7: Skin lesions or rashes, especially on the arms, hands, face, neck, or back

8: Anemia: a condition in which oxygen carrying deficiency of red blood cells

9: Hair loss or alopecia

10: Prolonged or extreme fatigue and fever.

How can Lupus be Treated?

If a person has an affirmative report in the diagnosis process then he is advised to go for regular checkup and tests like urine tests to check for kidney problems and regular blood tests to check for anemia.

Guarding yourself from the sunlight

Exposure to sunlight can sometimes make symptoms such as rashes worse, and it's important to protect your skin when in the sun.

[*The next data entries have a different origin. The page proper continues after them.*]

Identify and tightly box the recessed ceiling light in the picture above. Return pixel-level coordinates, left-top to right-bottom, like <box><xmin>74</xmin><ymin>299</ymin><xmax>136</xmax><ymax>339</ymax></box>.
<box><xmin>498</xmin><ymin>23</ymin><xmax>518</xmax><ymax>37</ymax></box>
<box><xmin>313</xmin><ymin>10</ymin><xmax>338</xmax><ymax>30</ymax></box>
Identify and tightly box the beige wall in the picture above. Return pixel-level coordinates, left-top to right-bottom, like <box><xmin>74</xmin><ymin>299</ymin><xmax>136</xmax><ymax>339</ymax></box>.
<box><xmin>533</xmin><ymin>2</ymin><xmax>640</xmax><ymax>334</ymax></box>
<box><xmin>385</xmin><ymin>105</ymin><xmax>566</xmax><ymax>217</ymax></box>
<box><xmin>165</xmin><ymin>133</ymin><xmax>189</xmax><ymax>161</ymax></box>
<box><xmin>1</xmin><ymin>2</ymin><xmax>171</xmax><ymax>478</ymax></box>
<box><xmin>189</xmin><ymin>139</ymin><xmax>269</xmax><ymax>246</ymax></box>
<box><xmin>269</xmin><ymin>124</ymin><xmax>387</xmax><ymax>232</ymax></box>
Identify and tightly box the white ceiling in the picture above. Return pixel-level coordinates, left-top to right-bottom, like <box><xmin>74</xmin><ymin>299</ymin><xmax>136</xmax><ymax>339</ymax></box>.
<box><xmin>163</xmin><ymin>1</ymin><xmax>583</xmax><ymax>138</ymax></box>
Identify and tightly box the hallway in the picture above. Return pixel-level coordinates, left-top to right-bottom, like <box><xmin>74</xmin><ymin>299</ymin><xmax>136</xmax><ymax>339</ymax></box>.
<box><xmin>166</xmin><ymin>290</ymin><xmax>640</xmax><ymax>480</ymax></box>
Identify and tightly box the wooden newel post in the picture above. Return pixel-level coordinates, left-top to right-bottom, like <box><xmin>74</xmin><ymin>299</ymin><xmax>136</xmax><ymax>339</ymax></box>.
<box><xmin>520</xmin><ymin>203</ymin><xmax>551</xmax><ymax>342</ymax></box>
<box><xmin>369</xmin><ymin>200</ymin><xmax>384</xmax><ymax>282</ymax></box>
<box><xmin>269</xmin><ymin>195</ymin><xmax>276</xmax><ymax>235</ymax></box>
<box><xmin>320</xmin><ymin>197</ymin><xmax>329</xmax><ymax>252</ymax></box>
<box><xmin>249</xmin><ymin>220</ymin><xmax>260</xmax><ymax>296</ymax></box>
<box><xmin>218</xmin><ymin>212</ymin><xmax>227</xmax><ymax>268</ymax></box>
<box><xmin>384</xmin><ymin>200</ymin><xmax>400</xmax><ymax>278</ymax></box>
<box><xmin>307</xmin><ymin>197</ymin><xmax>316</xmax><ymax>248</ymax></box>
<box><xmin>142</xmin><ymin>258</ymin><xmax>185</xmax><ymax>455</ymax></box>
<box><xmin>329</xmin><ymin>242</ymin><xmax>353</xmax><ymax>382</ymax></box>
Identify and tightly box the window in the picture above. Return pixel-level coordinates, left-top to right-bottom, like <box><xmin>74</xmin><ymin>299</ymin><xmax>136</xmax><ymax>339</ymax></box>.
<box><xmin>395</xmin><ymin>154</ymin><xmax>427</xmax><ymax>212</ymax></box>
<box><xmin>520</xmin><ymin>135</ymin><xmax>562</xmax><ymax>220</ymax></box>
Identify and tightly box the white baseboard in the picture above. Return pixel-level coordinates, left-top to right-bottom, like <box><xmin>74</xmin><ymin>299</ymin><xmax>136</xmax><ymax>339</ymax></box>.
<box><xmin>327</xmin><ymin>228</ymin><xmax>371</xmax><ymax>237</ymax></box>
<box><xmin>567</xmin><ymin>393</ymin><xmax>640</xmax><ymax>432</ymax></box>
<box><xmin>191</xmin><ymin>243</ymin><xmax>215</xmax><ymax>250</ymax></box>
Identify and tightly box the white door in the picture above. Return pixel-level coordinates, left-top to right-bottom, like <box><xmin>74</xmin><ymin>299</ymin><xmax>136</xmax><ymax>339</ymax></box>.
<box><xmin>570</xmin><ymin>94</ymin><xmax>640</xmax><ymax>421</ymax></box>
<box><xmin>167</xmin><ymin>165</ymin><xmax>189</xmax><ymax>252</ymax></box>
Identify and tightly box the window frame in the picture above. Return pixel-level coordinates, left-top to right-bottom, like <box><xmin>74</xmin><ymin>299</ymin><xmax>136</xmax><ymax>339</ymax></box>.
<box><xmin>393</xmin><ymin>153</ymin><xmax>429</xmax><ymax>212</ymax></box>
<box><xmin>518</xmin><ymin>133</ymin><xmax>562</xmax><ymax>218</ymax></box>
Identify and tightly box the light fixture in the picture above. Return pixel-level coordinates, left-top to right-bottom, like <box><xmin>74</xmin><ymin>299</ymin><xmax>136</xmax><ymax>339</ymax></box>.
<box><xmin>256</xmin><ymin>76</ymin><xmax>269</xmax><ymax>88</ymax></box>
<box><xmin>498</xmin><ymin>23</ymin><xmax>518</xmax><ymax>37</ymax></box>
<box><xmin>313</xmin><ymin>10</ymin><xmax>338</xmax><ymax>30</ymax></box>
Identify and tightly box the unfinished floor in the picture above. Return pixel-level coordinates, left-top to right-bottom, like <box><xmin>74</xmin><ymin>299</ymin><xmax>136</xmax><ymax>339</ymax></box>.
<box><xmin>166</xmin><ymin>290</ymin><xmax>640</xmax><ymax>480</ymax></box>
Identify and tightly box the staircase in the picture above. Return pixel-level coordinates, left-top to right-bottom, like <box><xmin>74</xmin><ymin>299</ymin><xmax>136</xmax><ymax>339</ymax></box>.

This means wearing clothing that covers your skin layer, a wide-brimmed hat and shades. You will also need to make use of sunscreen with a high SPF to prevent sunburn. However, a lot of people with lupus are not sun-sensitive and do not need to take extra safety measures.

As people get most of their vitamin D as a result of direct sunlight on the skin, there is a risk you may not get enough of this vitamin if you need to avoid sun exposure. This implies you may need to make an extra work to include good resources of calciferol in your diet to avoid problems such as osteoporosis (weakened bones), and you could be recommended to take vitamin Deb supplements.

Lupus Image
Lupus Image | Source

How is Lupus Diagnosed

Lupus is a disease complicated to be diagnosed. The tricky thing about this disease is that lupus affects different people in different ways, making it difficult to diagnose. And hence to diagnose this disease the doctors have to run many tests else it is difficult to detect. Few basic tests that are conducted to find out include:

1: Kidney and liver assessment which is done to look for certain enzymes and albumin

2: Complete blood count (CBC) to detect low platelet count, anemia and low white blood cell count

3: Urinalysis which is done to measure protein levels or red blood cells in the urine

4: Erythrocyte sedimentation rate which is mostly referred to as the ESR test is carried out to determine the rate at which red blood cells settle to the bottom of a tube in an hour. If the rate is faster than normal then it may indicate lupus or another systemic disease, inflammatory condition, or infection.

5: Syphilis test is conducted to determine if anti-phospholipids antibodies that are in the blood.